Now as a sovereign may EXPRESSLY declare a change of his will respecting such dominions, so that change may, in certain cases, be implied without such declaration.

In consequence of such a change either expressed or implied, before the rights of heirs and successors can be supposed to have any existence, the possession may be considered as entirely abandoned. The case here has been considered according to the LAW OF NATURE: for the civil law, among other fictions, introduced that of the law's personating those, who are not yet in being, and so preventing any occupancy from taking place to their prejudice; a regulation of law established upon no slight grounds in order to preserve estates in families, although every means of PERPETUATING property to individuals, which prevents its transfer from hand to hand, may in some measure be detrimental to the public interest. From whence it is a received opinion, that length of time will give a property in those fees, which were originally conveyed, not by right of succession, but by virtue of primitive investiture. Covarruvias, a lawyer of great judgment, supports this opinion with the strongest arguments in favour of primogeniture, and applies it to estates left in trust. For nothing can prevent the civil law from instituting a right, which, though it cannot be lawfully alienated by the act of one party without consent of the other, yet, to avoid uncertainty in the tenure of present proprietors, may be lost by neglect of claim for a length of time. Still the parties thus deprived may maintain a personal action against those, or their heirs, through whose neglect their right has been forfeited.
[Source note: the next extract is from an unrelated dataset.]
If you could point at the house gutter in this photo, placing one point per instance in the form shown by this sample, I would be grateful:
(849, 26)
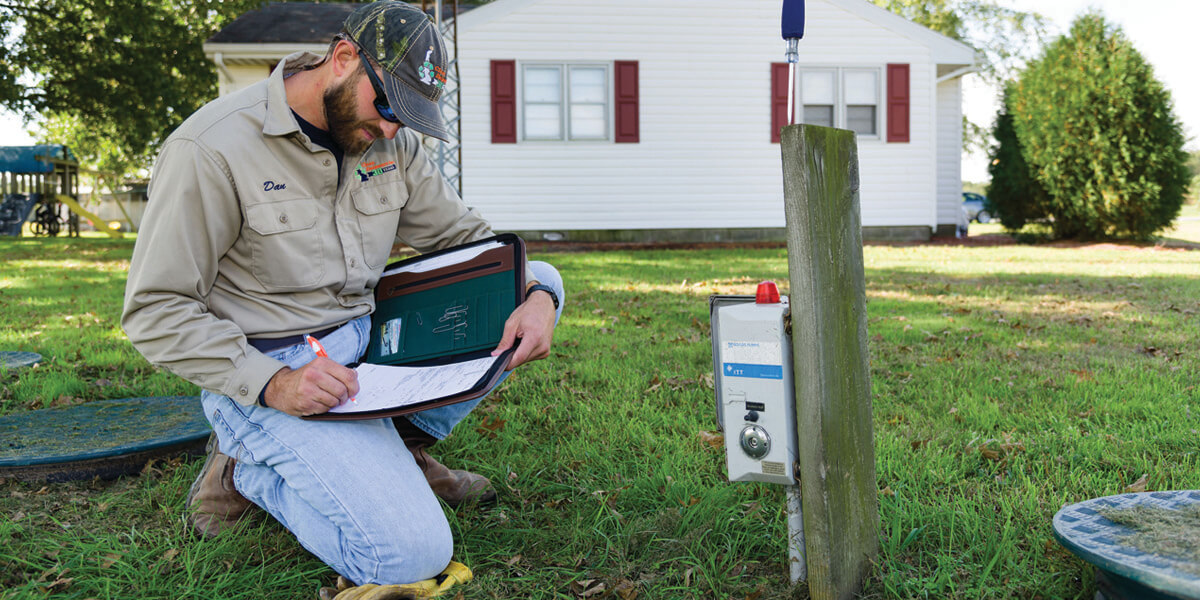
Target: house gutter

XI. It is an inquiry of importance whether the law of usucaption and prescription, if it prevail in a prince's dominions, can be applied to the tenure of the crown, and all its prerogatives. Many legal writers, who have treated of the nature of sovereign power according to the principles of the Roman civil law, seem to affirm that it may be so applied. But this is an opinion to which we cannot accede in its full extent. For to make a law binding upon any one, it is requisite that the legislator should possess both power and will. A legislator is not bound by his law, as by the irrevocable and unchangeable controul of a superior. But occasions may arise that will demand an alteration or even a repeal of the law which he has made. Yet a legislator may be bound by his own law, not directly as a legislator, but as an individual forming part of the community: and that too according to natural equity, which requires that all the component parts should bear a reference to the whole. We find in holy writ, this rule observed by Saul in the beginning of his reign.